If you need to restore the entire filesystem from the tape used in the preceding example, issue the command:
tar xf /dev/tape
This command restores all files on the tape because no specific directory has been indicated for recovery. The default, when no file or directory is specified, is the entire tape archive. If you want to restore a single file from the tape, use the command
tar xf /dev/tape /usr/tparker/big_file
which restores only the file /usr/tparker/big_file.
Sometimes you may want to obtain a list of all files on a tape archive. You can do this with the following command:
tar tvf /dev/tape
This command uses the v option to display the results from tar. If the list is long, you may want to redirect the command to a file.
Most tapes require a blocking factor when creating an archive, but you don't need to specify a blocking factor when reading a tape because tar can figure it out automatically. The blocking factor tells tar how much data to write in a chunk on the tape. When archiving to a tape, you specify the blocking factor with the b modifier. For example, the command
tar cvfb /dev/tape 20 /usr
creates an new archive on /dev/tape that has a blocking factor of 20 and contains all the files in /usr. Most tapes can use a blocking factor of 20, and you can assume this factor as a default value unless your tape drive specifically won't work with this value. The only times blocking factors are changed are for floppy disks and other hard disk volumes. Note that the arguments following the modifiers are in the same order as the modifiers. The f precedes the b modifier so the arguments have the device before the blocking factor. The arguments must be in the same order as the modifiers, which can sometimes cause a little confusion.
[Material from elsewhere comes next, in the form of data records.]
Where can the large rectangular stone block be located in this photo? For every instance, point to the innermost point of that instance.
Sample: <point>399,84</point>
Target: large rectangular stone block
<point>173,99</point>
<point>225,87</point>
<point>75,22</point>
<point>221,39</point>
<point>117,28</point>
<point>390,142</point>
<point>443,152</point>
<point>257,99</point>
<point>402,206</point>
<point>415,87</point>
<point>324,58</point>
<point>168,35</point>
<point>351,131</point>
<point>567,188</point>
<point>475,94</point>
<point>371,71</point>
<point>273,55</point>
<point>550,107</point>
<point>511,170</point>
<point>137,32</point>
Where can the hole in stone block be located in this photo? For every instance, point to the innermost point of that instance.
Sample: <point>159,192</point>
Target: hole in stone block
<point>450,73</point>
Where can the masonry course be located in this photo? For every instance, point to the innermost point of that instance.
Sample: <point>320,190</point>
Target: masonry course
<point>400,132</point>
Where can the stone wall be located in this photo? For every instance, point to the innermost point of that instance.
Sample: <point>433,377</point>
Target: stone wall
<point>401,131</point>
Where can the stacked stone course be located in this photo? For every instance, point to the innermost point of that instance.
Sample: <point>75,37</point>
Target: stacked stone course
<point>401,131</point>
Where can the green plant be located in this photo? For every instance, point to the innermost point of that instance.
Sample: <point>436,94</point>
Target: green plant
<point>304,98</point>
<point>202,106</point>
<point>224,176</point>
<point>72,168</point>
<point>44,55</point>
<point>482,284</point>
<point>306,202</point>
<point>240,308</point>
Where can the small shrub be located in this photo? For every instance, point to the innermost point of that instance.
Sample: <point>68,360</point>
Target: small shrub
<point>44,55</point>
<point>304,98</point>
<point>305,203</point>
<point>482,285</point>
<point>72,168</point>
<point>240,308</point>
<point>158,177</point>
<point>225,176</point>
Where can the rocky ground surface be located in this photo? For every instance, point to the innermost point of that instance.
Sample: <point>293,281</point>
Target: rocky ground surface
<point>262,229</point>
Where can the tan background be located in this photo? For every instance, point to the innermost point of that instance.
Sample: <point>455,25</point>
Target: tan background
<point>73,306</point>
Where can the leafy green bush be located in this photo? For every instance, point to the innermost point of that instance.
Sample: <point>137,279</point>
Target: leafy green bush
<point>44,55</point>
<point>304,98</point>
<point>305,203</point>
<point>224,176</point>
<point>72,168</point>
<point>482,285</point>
Another common problem is that a tape may not be large enough to hold the entire archive, in which case more than one tape will be needed. To tell tar the size of each tape, you need the k option. This option uses an argument that is the capacity in kilobytes. For example, the command
tar cvbfk 20 /dev/tape 122880 /usr
tells tar to use a blocking factor of 20 for the device /dev/tape. The tape capacity is 122880 kilobytes (approximately 120 M). Again, note that the order of arguments matches the order of the modifiers.
Floppy disks create another problem with tar, as the blocking factor is usually different. When you use floppy disks, archives usually require more than one disk. You use the k option to specify the archive volume's capacity. For example, to back up the /usr/tparker directory to 1.2M floppy disks, the command would be
tar cnfk /dev/fd0 1200 /usr/tparker
where /dev/fd0 is the device name of the floppy drive and 1200 is the size of the disk in kilobytes. The n modifier tells tar that this is not a tape. As a result, tar runs a little more efficiently than if the modifier had been left off.
This chapter looked at the basics of backups. You should maintain a backup log and make regular backups to protect your work. Although tar is a little awkward to use at first, it soon becomes second nature. You can use the tar command in combination with compression utilities such as compress. Alternatively, you can use utilities like gzip and gunzip that combine both utilities into one program. Although this program may be more convenient, tar is still the most widely used archive utility and is therefore worth knowing.
A number of scripts are beginning to appear that automate the backup process or give you a menu-driven interface to the backup system. These scripts are not in general distribution, but you may want to check FTP and BBS sites for a utility that simplifies backups for you.